L’onorato spagnolo era apprezzato come uomo retto e amante dell’ordine e questo generò una certa preoccupazione tra i contrabbandieri negrieri.
Lo storiografo specifica che allora don Marianao aveva 46 anni, una scarsa istruzione e una peggiore calligrafia.
Per questo, nonostante l’opposizione della madre, decise di portare con sé il suo unico figlio maschio per farsi aiutare nel lavoro d’ufficio, grazie alla sua bella calligrafia.
Il viaggio da L’Avana a questo luogo in provincia di Matanzas, soprattutto in treno e a cavallo, dovette durare più di un giorno, un periplo che sicuramente parve molto attraente al bambino, perchè vide tante meraviglie della natura, tranquilli fiumi e dolci campi di canne.
Anche se Caimito del Hanábana era un luogo senza molto fascino, il bambino disponeva di abbastanza tempo libero per poteva giocare a correre a suo piacimento.
Non visse al margine della realtà del luogo: ammirò il paesaggio della natura e mostrò predilezione per i cavalli e i galli da combattimento, ma conobbe anche in una spiacevole circostanza lo sconcertante panorama della schiavitù e della tratta dei negri, episodi che restarono incisi per sempre nella sua memoria.
Quel dramma storico gli toccò le fibre del cuore, una cosa che più tardi espresse nei Versos Sencillos, come nel numero XXX, dove dice “… getta la nave centinaia e centinaia di negri, dalla sua paratia…”
Nello stesso verso parla di uno schiavo morto impiccato a una pianta in montagna e scrive chiaramente “…Un bambino lo ha visto/ ha tremato di passione per quelli che gemono/ e ai piedi del morto ha giurato/ di lavare con la sua vita il crimine/.
Arnaldo Jiménez de la Cal sottolinea che l’orrore della schiavitù radicò in lui una coscienza antischiavista che lo accompagnò per tutta la vita.
Caimito del Hanábana è uno dei pochi luoghi dell’interno dell’arcipelago cubano che contò con la presenza di José Martí, un punto della geografia di Matanzas , distante pochi chilometri dal paese di Amarillas, nel municipio di Calimete.

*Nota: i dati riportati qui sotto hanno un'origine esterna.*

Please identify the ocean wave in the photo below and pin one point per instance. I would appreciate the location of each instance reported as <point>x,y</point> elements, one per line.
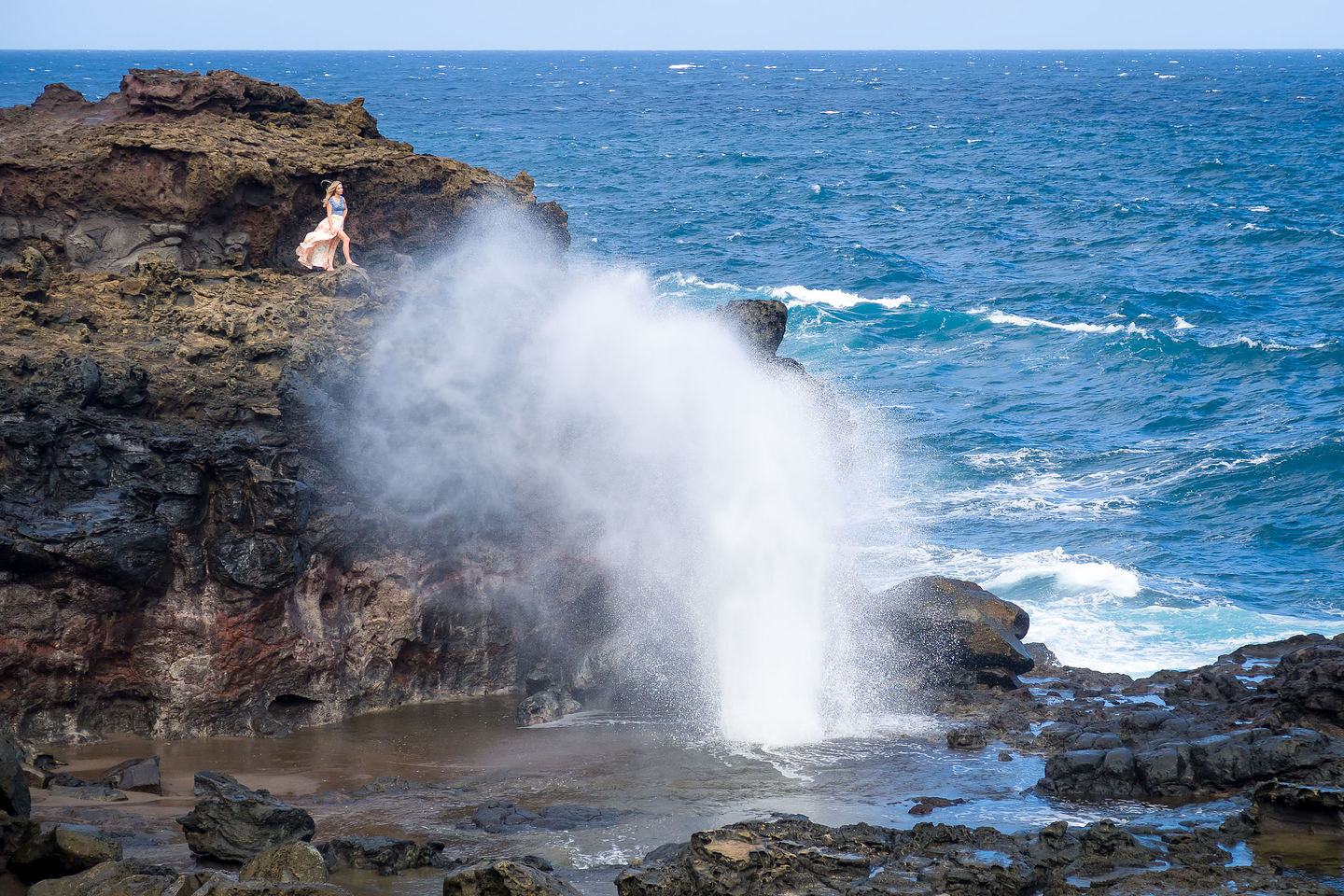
<point>794,296</point>
<point>1080,327</point>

Lì è stato eretto un memoriale che dà gloria alla vita e all’opera del Maestro, un progetto solare d’architettura commemorativa e ambientale che ricorda il suo soggiorno nel luogo dove scrisse una lettera a sua madre, donna Leonor Pérez, considerata la sua prima opera scritta e la più antica tra le sue lettere che si conservano.